The purpose of this project is to build a Web App that will :
-
Scrape several websites for the most recent Mars data.
-
Store the extracted data in a NoSQL database.
-
Then create a frontend with Bootstrap to display the findings.
- Python 3.7
- splinter 0.14.0
- webdriver-manager 3.3.0
- Flask 1.1.2
- Flask-PyMongo 2.3.0
- BeautifulSoup (bs4) 0.0.1
- html5lib 1.1
- lxml 4.6.3
- VS Code
- Install instructions coming soon!
The Flask aaplication scraped text and images successfully form the sites. Then, stored the image urls and text in MongoDB.
//Verified the scrape results stored with db.mars.find()
- The project had issues with dependencies being stored on the wrong vitual environment PATH.

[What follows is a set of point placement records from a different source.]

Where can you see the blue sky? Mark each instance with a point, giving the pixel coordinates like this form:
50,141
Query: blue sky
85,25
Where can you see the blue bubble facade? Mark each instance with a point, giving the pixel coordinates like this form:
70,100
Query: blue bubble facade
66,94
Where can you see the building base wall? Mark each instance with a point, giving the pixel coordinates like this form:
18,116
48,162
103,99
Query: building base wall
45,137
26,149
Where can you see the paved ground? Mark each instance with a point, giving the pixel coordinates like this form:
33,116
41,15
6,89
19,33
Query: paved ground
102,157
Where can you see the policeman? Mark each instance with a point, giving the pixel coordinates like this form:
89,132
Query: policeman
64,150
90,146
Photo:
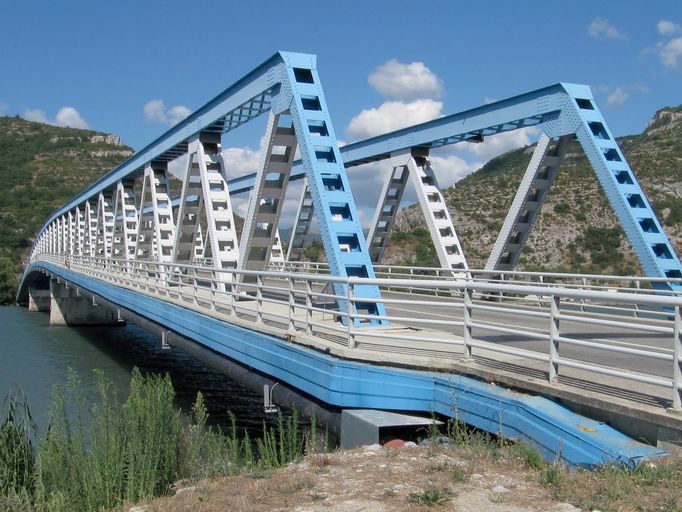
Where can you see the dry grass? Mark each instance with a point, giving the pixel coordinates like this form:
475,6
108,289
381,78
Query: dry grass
401,479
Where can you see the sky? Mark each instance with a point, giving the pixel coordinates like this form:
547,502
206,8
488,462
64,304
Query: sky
136,68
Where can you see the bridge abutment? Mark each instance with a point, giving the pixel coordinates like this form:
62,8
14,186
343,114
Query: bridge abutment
68,307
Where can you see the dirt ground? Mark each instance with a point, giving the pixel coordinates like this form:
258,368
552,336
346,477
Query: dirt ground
374,479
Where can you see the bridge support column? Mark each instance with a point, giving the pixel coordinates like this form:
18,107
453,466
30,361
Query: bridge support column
38,300
69,308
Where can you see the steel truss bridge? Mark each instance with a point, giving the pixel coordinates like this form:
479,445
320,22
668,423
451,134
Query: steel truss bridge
352,333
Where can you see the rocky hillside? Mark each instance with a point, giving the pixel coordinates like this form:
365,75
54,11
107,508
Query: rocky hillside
577,230
41,167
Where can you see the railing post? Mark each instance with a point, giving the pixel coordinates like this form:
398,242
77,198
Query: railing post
232,300
554,308
349,318
308,308
468,302
677,362
259,298
292,304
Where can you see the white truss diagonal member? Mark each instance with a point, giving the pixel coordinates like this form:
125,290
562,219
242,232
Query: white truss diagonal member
386,212
525,209
265,205
206,184
432,202
301,229
156,228
105,226
125,221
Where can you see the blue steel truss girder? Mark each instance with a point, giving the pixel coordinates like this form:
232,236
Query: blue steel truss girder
342,236
245,99
637,217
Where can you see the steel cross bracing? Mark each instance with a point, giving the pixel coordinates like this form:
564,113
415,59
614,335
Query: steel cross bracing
525,209
288,86
260,230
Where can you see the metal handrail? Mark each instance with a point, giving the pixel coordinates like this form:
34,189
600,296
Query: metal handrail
290,298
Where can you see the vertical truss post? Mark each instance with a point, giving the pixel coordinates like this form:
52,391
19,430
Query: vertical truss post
642,227
80,231
156,228
206,185
340,227
72,233
267,197
432,202
677,361
105,225
525,209
301,229
386,212
277,251
65,234
125,221
90,229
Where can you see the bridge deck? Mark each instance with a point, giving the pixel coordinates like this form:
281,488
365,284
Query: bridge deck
426,332
272,333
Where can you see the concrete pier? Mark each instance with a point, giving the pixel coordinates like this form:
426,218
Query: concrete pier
69,307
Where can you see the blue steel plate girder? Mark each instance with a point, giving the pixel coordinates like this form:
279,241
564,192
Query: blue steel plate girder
553,429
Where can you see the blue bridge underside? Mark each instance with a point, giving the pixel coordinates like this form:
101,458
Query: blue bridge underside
553,429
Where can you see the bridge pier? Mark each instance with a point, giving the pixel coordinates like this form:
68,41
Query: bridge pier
68,307
38,299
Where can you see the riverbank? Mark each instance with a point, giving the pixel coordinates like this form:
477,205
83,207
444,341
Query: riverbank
478,477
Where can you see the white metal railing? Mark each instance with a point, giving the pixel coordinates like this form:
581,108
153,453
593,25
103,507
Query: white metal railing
633,335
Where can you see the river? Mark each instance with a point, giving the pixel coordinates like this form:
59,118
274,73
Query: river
35,356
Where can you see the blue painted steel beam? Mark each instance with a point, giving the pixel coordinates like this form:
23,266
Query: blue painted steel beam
244,100
553,429
529,109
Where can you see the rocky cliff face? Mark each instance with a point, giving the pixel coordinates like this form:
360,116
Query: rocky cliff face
576,230
41,167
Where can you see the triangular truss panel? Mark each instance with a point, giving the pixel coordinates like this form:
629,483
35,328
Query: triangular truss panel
525,209
415,164
105,225
340,227
125,221
302,224
260,235
205,195
156,226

- This caused the application to be unable to run from VS Code terminal.
- The misplaced dependency files in the
flask
folder also caused the builtin git extenions to stop tracking the local version changes. - I confirmed that the remote repo did not have the misplaced dependency files.
- Resolution:
- Deleted the dependencie files inn the local repo.
- Copied remaining application files with new changes to a temporary directory
- Nuked the local repo.
- Ran `git clone ...' to revert to the working copy
- Copied the flask directory from the temporary directory and pasted it into the cloned repo (promoted an option to replace the old file).
This is called "the neuclear option" for a reason. Be mindful when installing tools while in a virtual environment. For instance, when using Anconda, remember to use
conda install
instead ofpip
to access dependencies while working in your Anaconda environment.